Reflexive pronouns are intrinsically related to reflexive verbs. When the subject of an action is also the object of that action, it is said that the action is reflected back onto the subject, thus making the subject the bearer, i.e. the object, of that action. This reflection is expressed thriugh the use of the reflexive pronoun sebe (oneself) or its short, anclitic form se. True reflexiveness is expressed with the use of the enclitic form se in the accusative case, while the long form sebe is used as an emphatic.

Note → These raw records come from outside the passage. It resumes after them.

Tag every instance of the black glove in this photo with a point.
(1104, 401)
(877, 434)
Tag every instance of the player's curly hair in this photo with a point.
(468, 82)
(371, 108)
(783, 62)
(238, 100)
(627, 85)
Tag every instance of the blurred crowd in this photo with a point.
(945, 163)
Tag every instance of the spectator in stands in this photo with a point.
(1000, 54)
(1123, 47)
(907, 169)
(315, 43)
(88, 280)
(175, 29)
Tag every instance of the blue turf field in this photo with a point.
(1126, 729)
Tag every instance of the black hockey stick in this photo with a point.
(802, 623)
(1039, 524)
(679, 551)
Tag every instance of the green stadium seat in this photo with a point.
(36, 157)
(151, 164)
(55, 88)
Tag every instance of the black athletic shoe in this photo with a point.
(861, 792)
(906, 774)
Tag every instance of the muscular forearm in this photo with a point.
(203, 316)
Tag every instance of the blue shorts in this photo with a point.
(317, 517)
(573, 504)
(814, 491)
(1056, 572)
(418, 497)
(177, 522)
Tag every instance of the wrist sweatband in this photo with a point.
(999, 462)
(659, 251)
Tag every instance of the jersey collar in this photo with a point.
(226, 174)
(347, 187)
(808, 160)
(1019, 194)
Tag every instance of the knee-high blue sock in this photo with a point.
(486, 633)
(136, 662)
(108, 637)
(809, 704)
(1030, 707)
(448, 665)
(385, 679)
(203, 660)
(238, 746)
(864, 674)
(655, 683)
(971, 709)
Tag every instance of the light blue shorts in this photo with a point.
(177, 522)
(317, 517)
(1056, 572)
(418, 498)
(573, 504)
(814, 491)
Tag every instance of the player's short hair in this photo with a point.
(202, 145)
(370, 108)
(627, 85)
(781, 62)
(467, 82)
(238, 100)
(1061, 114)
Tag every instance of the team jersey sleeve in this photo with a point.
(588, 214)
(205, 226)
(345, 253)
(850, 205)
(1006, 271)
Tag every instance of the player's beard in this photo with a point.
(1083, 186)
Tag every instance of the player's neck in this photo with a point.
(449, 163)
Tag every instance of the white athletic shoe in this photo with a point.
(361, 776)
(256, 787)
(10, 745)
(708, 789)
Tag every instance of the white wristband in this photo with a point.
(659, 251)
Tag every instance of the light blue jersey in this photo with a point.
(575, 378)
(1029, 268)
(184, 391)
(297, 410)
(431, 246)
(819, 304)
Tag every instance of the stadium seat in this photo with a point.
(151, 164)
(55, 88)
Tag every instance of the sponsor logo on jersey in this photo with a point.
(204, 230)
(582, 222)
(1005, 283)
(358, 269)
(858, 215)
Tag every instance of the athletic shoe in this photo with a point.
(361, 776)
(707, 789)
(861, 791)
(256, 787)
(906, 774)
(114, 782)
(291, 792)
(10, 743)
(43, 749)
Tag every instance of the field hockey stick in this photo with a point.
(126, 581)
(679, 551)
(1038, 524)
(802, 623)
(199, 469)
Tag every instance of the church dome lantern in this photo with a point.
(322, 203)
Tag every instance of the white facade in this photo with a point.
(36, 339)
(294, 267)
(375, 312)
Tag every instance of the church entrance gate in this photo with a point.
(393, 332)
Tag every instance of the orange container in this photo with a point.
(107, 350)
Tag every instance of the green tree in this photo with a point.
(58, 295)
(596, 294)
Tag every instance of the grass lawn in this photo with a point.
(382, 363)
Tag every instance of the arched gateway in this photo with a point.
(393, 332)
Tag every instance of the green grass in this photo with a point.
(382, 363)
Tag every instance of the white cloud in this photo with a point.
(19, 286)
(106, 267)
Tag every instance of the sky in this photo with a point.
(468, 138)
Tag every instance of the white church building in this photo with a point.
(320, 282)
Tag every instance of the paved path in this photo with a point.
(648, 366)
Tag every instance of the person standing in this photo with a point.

Sebe uvek moraš da poštuješ – You must always respect yourself

Smiri se – (You) calm (yourself) down.

Another reflexive pronoun with an emphatic function is the pronoun sam (oneself) which is used with the long or the short form of sebe:

Obećao je samom sebi da neće piti – He promised to himself that he won’t drink.

The reflexive pronoun sebe has no person, gender or number marker, while the reflexive pronoun sam has gender and number. Reflecting the traits of the subject, reflexive pronouns can be used in the following manner:[1]

  • As the direct object – in the accusative, both forms are used without a preposition. The reflexive pronoun has to be tracked back to the subject, which in this instance is also object, reflected by the pronoun:

Majka se vratila – Mother has returned (herself)

Čovek treba samog sebe da voli – One needs to love himself

  • The reflexive pronoun sebe can also be used in a context of reciprocity when the subject and object have a reciprocal relationship with each other, expresssed through the verb (the English equivalent of ‘each other’ or ‘one another’). In this case the two can be expressed as the subject while the reflexive pronoun se denotes the relationship of reciprocity and reflexivity:

(Džon voli Anku) – (John loves Anka)

Džon i Anka se vole – John and Anka love each other.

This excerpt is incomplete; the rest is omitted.